Der Prozess um den Tod eines alten Mannes im Harz und einen jahrelangen Rentenbetrug wird am Landgericht Magdeburg weitergeführt.

Von Bernd Kaufholz 20.08.2019, 11:26

Magdeburg l Im Prozess vor der 1. Großen Strafkammer am Landgericht Magdeburg, bei dem es um die Tötung eines Rentners in Ballenstedt (Harz) geht, wurde am zweiten Prozesstag Rechtsmedizinerin Dr. Katja Jachau gehört.

Angelika H. hatte bereits zum Prozessauftakt eingeräumt, einen 81-Jährigen, den sie gepflegt hat, mit einem Messer in den Rücken gestochen und ihn dann mit einer Axt von hinten erschlagen zu haben. Danach hatte die 62-Jährige Walter E. im Keller einbetoniert. Von 2004 bis 2016 soll sie die Rente ihres Opfers kassiert haben – knapp 105.000 Euro.

Nun ging es in erster Linie um die Frage,  ob die Tat bereits 1995 geschah, wie von der Angeklagten beteuert, oder erst 2001. Im ersten Falle läge der angeklagte Totschlag 23 Jahre zurück und wäre verjährt.

Das rechtsmedizinische Gutachten zum 2016 gefundenen Skelett ist dazu nicht eindeutig. Jachau sprach von 20 Jahren, die die Tat zurückliege. „Es kann auch weniger sein - aber nicht weniger als 15 Jahre.“ Allerdings sei auch ein späterer Zeitpunkt nicht auszuschließen.

Todesursache seien mindestens zwei Schläge, durchaus mit einem Beil, gegen den Kopf des Opfers. Festgestellt wurde unter anderem eine sieben mal acht Zentimeter große  Wunde am Schläfenbein mit Zersplitterung des Schädels.

Die Durchtrennung des Pullunders und des Hemdes im Rückenbereich passe zur Aussage der Angeklagten, sie habe vor einem Beilschlag in den Rücken des Rentners gestochen.

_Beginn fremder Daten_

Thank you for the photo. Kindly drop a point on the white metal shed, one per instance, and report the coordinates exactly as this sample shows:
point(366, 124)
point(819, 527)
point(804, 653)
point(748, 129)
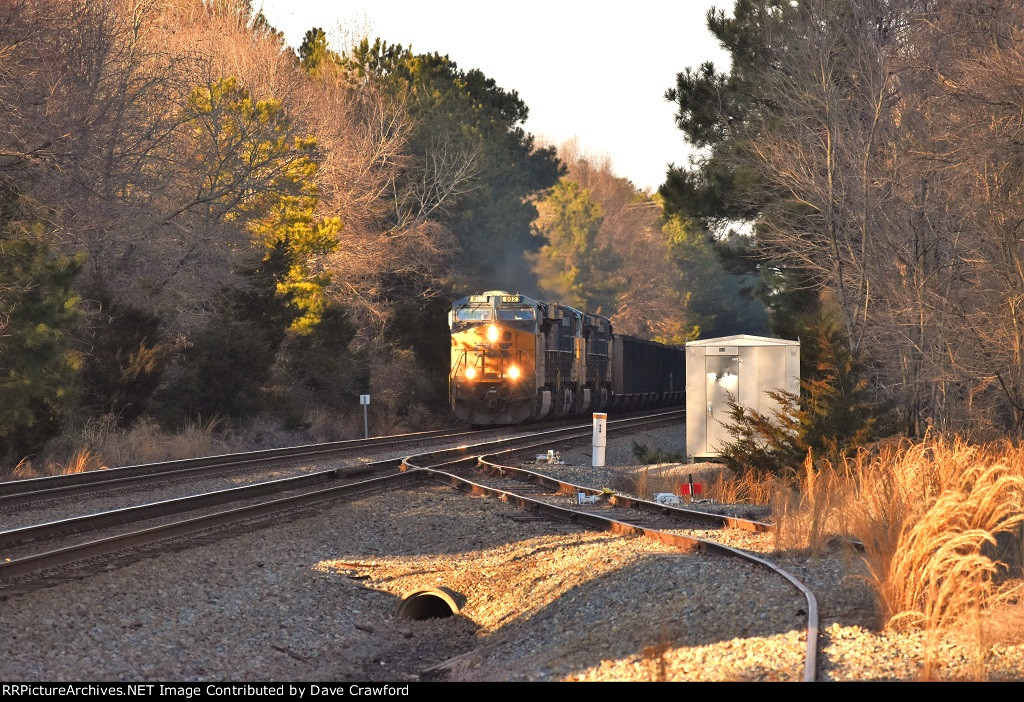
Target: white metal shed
point(741, 368)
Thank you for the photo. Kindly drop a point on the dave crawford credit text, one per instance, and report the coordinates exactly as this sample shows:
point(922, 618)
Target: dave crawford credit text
point(212, 690)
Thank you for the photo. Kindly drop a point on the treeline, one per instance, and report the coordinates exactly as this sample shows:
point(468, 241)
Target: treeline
point(610, 249)
point(199, 221)
point(875, 147)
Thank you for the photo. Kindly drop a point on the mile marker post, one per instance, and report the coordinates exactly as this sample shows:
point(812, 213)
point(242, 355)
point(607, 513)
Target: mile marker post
point(365, 401)
point(600, 438)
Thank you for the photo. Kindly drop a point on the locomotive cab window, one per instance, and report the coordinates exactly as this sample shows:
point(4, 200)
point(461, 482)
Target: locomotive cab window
point(517, 314)
point(473, 314)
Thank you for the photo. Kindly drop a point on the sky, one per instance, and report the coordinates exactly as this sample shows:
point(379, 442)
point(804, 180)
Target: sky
point(586, 72)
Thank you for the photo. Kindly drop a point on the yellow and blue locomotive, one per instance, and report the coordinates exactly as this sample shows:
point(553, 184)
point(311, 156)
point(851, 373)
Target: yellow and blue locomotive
point(517, 359)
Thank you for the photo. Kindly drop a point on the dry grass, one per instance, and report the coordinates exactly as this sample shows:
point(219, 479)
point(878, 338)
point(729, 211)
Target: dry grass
point(940, 522)
point(749, 488)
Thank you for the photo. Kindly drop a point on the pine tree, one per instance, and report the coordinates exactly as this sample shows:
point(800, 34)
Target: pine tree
point(37, 309)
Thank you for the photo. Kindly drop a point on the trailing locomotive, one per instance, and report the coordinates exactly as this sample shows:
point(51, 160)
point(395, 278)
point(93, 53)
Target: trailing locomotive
point(518, 359)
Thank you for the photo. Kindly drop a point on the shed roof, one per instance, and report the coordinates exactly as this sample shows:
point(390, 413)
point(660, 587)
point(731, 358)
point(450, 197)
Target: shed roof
point(742, 340)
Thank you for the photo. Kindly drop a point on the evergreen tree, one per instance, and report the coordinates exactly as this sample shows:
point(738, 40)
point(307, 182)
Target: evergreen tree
point(37, 309)
point(255, 169)
point(468, 130)
point(571, 265)
point(719, 300)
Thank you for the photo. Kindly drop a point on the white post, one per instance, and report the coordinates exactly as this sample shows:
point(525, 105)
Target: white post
point(600, 439)
point(365, 401)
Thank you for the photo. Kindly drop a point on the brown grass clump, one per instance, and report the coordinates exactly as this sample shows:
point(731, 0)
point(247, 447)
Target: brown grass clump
point(749, 488)
point(940, 522)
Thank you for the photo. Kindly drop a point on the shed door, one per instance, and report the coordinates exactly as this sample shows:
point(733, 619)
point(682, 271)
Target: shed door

Mehr Licht in den Streit um das Tatjahr brachten gestern Angehörige des Opfers. So sagte die 74 Jahre alte Tochter des Getöteten aus, dass ihr Vater und Angelika H. 2001 vor der Tür gestanden haben. Der Vater habe gesagt, dass sie enterbt sei und seine Pflegerin und Lebensgefährtin Angelika H. Geld und Auto bekommen werde. „Ich habe gesagt: Behalte deine Karre. Und habe ihm die Tür vor der Nase zugeknallt.“

An das Jahr könne sie sich deshalb erinnern, weil ihre inzwischen verstorbene Schwester Elisabeth in jenem Jahr ihre Krebsdiagnose bekommen habe. Am Ende ihrer Befragung brachen sich bei der Frau im Rollstuhl die Emotionen Bahn: „Sie haben ihn umgebracht. Er war zwar kein guter Mensch, aber so hätte er nicht sterben müssen“, schrie sie die Angeklagte an.

Bei einem Teil der Aussage der Tochter war die Öffentlichkeit ausgeschlossen worden, weil es um mögliche sexuelle Übergriffe von Walter E. innerhalb der Familie ging.

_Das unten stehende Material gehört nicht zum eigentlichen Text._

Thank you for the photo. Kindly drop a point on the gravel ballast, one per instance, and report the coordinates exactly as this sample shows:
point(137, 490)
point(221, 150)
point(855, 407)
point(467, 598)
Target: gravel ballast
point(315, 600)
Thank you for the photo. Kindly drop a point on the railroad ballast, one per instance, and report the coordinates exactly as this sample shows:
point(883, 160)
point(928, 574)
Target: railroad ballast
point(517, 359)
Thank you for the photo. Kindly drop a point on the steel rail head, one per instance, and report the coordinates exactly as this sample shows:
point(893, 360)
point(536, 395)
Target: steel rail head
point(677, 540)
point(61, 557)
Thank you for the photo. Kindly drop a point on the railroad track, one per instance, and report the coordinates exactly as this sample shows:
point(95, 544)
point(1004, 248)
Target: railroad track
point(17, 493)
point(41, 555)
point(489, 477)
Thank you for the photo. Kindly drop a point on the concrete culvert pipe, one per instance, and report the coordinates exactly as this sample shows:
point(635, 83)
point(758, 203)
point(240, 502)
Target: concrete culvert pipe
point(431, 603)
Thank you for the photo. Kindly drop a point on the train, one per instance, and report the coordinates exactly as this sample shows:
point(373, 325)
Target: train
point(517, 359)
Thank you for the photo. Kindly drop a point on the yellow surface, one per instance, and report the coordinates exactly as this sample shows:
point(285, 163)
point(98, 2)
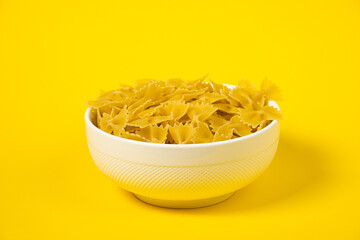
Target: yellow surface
point(56, 54)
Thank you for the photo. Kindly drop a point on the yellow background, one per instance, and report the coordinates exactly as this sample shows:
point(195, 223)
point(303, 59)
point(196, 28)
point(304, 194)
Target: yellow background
point(54, 55)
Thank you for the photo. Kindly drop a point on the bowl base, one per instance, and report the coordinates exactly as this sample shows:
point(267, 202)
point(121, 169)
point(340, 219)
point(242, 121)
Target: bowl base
point(184, 204)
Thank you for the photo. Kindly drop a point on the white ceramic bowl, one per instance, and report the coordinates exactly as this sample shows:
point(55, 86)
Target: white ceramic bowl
point(182, 176)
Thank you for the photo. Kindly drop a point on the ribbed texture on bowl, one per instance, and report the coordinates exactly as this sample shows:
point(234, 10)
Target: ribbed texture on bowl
point(184, 182)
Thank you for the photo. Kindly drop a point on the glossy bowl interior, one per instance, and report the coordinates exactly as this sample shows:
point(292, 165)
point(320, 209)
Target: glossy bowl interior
point(182, 176)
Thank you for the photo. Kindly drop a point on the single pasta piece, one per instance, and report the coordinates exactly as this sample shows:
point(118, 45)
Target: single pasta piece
point(185, 112)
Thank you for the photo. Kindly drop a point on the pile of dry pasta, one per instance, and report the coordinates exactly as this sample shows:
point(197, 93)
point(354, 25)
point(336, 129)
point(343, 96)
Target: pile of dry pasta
point(185, 112)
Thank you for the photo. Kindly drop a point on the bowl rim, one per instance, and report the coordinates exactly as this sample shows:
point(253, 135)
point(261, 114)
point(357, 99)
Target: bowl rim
point(89, 123)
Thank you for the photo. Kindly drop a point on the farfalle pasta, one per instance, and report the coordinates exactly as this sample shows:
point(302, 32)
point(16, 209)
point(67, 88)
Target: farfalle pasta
point(185, 112)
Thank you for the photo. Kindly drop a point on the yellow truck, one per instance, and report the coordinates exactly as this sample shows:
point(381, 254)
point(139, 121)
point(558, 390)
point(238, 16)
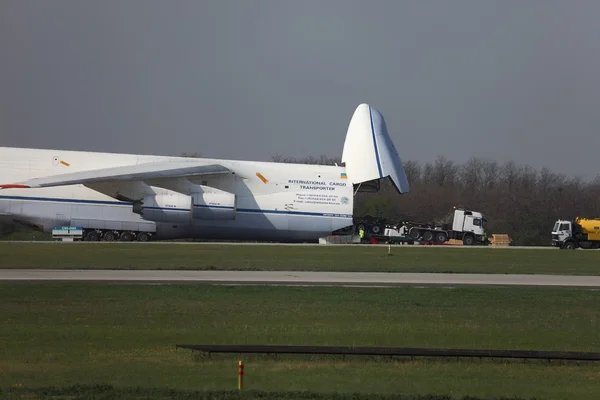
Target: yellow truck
point(579, 233)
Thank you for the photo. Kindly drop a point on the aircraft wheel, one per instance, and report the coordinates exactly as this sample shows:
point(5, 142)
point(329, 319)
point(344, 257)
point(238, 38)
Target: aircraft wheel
point(92, 236)
point(126, 237)
point(109, 237)
point(414, 234)
point(441, 237)
point(428, 236)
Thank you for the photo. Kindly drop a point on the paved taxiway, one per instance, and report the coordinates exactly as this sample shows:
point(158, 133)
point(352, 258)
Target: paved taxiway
point(298, 278)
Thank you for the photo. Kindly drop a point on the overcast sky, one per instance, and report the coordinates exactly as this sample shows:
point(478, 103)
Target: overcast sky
point(246, 79)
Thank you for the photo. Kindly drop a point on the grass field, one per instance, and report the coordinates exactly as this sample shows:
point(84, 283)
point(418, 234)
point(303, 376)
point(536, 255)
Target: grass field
point(121, 335)
point(309, 258)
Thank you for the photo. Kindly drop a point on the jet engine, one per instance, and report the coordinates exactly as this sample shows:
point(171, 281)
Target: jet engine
point(214, 206)
point(180, 208)
point(165, 208)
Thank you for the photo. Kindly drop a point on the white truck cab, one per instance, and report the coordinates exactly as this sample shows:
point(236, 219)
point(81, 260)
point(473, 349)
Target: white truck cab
point(468, 221)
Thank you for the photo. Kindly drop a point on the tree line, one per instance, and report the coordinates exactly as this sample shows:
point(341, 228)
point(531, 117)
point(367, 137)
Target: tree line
point(517, 200)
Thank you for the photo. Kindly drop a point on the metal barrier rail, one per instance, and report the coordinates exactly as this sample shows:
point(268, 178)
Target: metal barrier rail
point(395, 351)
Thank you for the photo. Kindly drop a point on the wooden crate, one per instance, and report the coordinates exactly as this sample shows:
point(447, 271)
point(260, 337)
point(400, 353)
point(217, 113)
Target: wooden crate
point(500, 239)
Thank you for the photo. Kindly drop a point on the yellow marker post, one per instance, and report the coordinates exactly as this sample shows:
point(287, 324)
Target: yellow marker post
point(240, 375)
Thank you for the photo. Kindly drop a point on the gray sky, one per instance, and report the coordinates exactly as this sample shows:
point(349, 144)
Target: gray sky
point(246, 79)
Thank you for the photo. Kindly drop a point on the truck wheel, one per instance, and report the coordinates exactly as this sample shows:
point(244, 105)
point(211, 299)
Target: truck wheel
point(441, 237)
point(428, 236)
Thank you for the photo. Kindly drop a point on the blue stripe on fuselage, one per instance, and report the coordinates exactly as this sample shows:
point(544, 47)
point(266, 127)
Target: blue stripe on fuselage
point(125, 203)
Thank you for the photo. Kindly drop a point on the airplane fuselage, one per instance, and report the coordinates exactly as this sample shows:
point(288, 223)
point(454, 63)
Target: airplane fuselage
point(275, 201)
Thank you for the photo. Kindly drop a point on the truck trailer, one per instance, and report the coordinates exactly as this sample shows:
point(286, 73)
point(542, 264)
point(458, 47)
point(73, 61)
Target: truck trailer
point(467, 226)
point(578, 233)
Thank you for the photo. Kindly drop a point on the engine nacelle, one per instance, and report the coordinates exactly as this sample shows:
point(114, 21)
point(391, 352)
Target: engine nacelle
point(165, 208)
point(180, 208)
point(214, 206)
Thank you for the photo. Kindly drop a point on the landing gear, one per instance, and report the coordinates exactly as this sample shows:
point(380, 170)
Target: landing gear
point(109, 236)
point(92, 236)
point(126, 237)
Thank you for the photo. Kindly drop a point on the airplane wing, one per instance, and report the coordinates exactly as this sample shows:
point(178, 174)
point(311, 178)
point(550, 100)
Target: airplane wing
point(123, 176)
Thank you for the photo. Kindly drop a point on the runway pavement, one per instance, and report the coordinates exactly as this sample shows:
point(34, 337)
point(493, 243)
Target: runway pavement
point(373, 279)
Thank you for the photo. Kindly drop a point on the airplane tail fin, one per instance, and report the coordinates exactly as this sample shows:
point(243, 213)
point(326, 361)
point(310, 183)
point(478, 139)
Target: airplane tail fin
point(369, 152)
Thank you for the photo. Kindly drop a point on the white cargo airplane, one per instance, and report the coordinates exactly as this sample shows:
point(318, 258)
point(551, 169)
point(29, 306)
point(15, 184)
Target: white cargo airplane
point(138, 197)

Auch eine weitere Tochter (65) bestätigte, dass ihr Vater 2001 noch gelebt habe. „Meine Tochter ist 1994 geboren. Kurz vor ihrem siebenten Geburtstag kam meine Schwester Elisabeth aufgeregt zu mir und sagte: Der Alte war da. Er wollte mir seine Neue vorstellen. Die saß im Auto.“

Eine Enkelin des Opfers sagte aus: „Eine Verwandte wurde im Mai 2001 40 Jahre alt. Da haben mir meine Mutti Elisabeth und mein Vati (ebenfalls verstorben) erzählt, dass mein Großvater zu ihnen nach Staßfurt gekommen ist, um seine Neue vorzustellen.“ Die Enkelin bezeichnete Walter E. als „bösen Menschen“ und „Tyrannen“. Auch ein 60 Jahre alter Enkel bestätigte die Aussage seiner Schwester.